Data and events we consume from your instance
Content and info we access from Teams
- Team name, description
- Associated projects and members
Team data helps Graph understand your organization's structure and map relationships between teams and the work they do.
Content and info we access from Projects
- Project name, description
- Associated teams and members
Content and info we access from Issues
- Title, description, status, priority, estimate, and labels
- Assignee
- Comment threads including author and timestamp
- Linked issues, pull requests, commits, and branches
- History of state changes and field edits
Issue data provides a detailed view into work items, their context, and updates over time. This powers Graph's ability to summarize progress and discussions.

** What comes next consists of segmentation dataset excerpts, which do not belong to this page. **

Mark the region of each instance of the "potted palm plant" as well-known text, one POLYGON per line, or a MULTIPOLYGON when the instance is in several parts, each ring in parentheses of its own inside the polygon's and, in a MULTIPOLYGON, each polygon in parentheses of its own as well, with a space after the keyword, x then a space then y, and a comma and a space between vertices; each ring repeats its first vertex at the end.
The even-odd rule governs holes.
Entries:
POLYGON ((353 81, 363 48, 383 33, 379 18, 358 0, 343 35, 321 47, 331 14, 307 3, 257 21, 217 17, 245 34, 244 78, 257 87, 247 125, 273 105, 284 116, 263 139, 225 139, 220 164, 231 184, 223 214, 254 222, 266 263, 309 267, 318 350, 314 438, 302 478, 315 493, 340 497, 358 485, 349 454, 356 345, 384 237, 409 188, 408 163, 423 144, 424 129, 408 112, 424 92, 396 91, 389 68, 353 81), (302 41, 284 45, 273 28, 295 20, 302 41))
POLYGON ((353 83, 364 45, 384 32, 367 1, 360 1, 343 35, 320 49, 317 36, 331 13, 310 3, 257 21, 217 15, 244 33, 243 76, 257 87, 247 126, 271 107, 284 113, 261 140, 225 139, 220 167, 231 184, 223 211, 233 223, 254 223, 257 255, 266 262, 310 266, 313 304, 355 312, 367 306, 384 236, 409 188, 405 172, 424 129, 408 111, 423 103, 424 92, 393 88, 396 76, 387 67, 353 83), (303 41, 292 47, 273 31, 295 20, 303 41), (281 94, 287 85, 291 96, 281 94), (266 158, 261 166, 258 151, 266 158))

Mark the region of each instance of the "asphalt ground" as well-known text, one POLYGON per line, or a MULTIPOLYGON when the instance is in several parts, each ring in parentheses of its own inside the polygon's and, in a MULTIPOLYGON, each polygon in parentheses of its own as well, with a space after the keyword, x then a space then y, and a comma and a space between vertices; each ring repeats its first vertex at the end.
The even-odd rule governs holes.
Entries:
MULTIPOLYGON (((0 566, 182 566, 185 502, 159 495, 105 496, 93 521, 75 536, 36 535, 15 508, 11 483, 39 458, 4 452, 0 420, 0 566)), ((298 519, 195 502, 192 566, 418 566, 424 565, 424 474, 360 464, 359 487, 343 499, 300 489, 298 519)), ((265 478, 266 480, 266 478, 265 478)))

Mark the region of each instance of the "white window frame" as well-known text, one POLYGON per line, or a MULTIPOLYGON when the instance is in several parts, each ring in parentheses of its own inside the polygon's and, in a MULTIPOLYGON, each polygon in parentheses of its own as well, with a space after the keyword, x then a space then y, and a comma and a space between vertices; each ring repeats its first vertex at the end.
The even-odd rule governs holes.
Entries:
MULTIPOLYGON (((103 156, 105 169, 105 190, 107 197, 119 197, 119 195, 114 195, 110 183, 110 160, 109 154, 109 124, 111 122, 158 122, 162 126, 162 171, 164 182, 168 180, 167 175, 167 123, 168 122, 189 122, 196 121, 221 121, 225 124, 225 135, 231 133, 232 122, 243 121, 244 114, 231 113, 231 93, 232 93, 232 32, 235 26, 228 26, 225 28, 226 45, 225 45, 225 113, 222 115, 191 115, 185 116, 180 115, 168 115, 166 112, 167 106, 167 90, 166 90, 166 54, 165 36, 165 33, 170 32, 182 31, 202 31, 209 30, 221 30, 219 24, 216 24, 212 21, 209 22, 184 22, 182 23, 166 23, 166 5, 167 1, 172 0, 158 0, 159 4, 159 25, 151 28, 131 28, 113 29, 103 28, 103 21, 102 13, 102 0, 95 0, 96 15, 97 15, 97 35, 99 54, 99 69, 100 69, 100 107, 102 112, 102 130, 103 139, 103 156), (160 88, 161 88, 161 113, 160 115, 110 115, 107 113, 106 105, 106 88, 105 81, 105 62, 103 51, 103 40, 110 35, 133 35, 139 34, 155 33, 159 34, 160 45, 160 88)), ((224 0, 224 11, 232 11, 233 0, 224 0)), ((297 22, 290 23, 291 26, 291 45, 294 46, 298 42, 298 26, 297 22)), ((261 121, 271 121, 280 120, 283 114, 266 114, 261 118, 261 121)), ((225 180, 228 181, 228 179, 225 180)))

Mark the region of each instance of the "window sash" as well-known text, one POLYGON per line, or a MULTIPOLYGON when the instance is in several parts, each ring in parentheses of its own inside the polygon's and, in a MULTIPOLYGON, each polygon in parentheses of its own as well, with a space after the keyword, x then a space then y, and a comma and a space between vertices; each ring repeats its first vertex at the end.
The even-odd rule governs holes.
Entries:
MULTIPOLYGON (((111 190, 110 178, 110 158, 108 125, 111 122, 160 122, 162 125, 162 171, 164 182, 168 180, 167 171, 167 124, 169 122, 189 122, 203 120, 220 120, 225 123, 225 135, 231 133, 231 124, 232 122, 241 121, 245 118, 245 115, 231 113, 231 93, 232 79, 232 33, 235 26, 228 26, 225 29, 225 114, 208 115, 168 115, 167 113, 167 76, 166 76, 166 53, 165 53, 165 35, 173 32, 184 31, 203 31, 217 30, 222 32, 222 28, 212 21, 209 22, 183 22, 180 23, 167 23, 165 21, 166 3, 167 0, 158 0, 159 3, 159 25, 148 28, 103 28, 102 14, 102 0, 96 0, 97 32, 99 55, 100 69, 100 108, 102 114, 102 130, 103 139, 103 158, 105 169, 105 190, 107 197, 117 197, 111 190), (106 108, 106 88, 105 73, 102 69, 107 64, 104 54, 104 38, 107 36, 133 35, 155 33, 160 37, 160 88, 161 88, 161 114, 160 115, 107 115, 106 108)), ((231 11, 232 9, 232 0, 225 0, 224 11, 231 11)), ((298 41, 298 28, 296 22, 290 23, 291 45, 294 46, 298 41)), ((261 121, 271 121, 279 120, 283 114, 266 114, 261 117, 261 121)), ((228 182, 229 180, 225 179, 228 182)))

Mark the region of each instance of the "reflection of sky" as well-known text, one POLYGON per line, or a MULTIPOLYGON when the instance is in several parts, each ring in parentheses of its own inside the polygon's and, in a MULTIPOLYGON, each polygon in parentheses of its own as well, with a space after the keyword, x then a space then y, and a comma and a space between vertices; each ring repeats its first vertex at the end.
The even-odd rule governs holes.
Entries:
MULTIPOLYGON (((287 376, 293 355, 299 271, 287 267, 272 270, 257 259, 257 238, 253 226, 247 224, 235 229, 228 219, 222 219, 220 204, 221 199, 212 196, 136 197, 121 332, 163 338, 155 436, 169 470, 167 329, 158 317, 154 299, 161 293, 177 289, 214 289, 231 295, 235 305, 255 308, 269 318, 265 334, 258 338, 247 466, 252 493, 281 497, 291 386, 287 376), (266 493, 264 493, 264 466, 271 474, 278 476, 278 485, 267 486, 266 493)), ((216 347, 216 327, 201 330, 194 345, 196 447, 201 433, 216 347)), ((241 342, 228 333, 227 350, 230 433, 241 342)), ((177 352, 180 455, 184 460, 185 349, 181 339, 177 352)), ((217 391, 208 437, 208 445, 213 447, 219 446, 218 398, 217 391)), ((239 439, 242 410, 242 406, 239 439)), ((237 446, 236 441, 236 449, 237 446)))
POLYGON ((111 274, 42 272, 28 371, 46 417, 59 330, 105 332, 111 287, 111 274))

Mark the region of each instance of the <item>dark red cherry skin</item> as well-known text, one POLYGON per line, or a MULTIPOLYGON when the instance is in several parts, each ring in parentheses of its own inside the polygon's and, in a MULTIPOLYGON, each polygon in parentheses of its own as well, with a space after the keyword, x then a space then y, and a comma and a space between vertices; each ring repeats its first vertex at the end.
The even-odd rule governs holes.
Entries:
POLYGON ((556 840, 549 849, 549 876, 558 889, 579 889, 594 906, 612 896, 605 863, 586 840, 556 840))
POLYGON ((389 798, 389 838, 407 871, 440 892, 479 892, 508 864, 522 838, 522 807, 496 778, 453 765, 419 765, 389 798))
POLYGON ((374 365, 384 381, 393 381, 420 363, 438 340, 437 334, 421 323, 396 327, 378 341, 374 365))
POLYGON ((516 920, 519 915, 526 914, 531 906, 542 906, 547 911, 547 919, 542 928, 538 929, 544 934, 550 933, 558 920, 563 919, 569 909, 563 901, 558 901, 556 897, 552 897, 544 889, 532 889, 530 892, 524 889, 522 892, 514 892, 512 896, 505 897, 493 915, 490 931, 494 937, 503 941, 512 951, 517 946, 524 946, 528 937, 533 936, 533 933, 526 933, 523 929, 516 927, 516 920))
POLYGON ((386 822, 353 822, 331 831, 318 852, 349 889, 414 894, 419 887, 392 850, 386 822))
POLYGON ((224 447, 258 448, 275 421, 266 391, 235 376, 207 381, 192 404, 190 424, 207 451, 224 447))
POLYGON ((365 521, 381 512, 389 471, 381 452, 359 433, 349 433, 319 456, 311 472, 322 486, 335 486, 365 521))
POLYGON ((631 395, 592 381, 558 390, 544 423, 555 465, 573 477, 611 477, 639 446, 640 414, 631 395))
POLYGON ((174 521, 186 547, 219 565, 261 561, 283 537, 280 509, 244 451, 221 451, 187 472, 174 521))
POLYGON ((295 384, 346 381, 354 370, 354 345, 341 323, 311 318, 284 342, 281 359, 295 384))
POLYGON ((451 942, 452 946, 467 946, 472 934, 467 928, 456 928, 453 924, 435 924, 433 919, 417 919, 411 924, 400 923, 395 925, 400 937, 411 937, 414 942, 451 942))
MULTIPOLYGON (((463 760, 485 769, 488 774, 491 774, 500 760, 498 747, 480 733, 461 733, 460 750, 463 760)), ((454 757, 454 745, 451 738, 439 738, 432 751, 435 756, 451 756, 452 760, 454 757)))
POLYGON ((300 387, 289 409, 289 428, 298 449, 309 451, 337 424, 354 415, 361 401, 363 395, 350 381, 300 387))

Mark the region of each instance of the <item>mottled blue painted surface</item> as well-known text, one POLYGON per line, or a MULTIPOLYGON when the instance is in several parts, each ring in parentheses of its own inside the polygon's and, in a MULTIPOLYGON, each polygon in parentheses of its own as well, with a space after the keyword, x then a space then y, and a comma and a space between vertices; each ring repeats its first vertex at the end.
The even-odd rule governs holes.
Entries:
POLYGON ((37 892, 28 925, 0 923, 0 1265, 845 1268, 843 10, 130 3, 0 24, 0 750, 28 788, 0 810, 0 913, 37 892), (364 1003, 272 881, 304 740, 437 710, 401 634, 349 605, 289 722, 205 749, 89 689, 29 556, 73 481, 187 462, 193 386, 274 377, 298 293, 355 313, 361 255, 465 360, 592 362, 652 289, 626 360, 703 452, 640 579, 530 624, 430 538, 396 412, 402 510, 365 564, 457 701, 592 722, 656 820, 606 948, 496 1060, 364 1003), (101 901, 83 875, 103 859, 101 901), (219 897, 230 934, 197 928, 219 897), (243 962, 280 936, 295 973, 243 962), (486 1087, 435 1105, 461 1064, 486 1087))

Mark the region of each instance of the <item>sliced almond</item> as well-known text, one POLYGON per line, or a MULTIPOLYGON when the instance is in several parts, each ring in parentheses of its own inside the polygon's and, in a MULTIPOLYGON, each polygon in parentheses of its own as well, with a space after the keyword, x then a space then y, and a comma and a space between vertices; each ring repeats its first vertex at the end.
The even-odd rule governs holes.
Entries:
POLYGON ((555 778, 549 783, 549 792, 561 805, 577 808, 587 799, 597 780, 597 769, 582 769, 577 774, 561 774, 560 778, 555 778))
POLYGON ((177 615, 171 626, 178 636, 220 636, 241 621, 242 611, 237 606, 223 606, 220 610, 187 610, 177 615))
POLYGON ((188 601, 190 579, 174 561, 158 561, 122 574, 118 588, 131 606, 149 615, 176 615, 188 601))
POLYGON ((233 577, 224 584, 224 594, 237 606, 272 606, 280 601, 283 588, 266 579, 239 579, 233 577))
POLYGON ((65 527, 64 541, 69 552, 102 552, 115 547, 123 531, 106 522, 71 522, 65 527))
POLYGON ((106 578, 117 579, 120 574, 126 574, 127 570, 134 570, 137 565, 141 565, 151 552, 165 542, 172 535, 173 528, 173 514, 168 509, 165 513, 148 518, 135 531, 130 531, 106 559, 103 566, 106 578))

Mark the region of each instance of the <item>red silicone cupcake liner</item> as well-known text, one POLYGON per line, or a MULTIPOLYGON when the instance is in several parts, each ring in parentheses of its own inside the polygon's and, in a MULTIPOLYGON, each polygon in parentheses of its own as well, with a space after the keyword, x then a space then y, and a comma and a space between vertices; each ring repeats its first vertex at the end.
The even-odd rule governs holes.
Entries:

Content and info we access from User profiles
- Name and email
- Role and status (active/inactive)
User profile data allows mapping activity to individuals across multiple systems.
Webhook events we consume
All events include identifiers for the associated issue, project, team and acting user
Issue Created
event
Triggered when a new issue is created. The issue's initial metadata and description is sent to Graph.
Issue Edited
event
Triggered when any issue field is modified, including title, description, status, assignee, labels, and more. The updated issue metadata is sent to Graph.
Issue Comment Created
event
Triggered when a comment is added to an issue. The new comment's content and author is sent to Graph.
Issue Stage Change
event
Triggered when an issue changes status in the workflow (e.g. To Do -> In Progress). The old and new statuses are sent to Graph.
How Graph Uses AI
We are committed to leveraging the power of artificial intelligence (AI) while maintaining the highest standards of data security and privacy. We understand the importance of protecting our customers' data and ensuring that it is never misused or compromised.
Our models
We run private instances of Anthropic's Foundational Model on AWS Bedrock in a secure and isolated environment. This means that your data will never leave our infrastructure and is never shared or transmitted to external parties. Furthermore, we have implemented strict access controls and encryption protocols to safeguard the data at every step of the process.
AI Model Deployment
Our AI models are deployed within our private infrastructure, ensuring that your data is never exposed or transmitted outside our secure environment. Furthermore, we have implemented robust monitoring and logging systems to track and audit all interactions with the AI models, providing transparency and accountability.
Model Training
Our AI models are pre-trained by Anthropic, and we will never perform any additional training or fine-tuning using your data. This ensures that your data is never used to improve or modify the AI models, further protecting your privacy and confidentiality.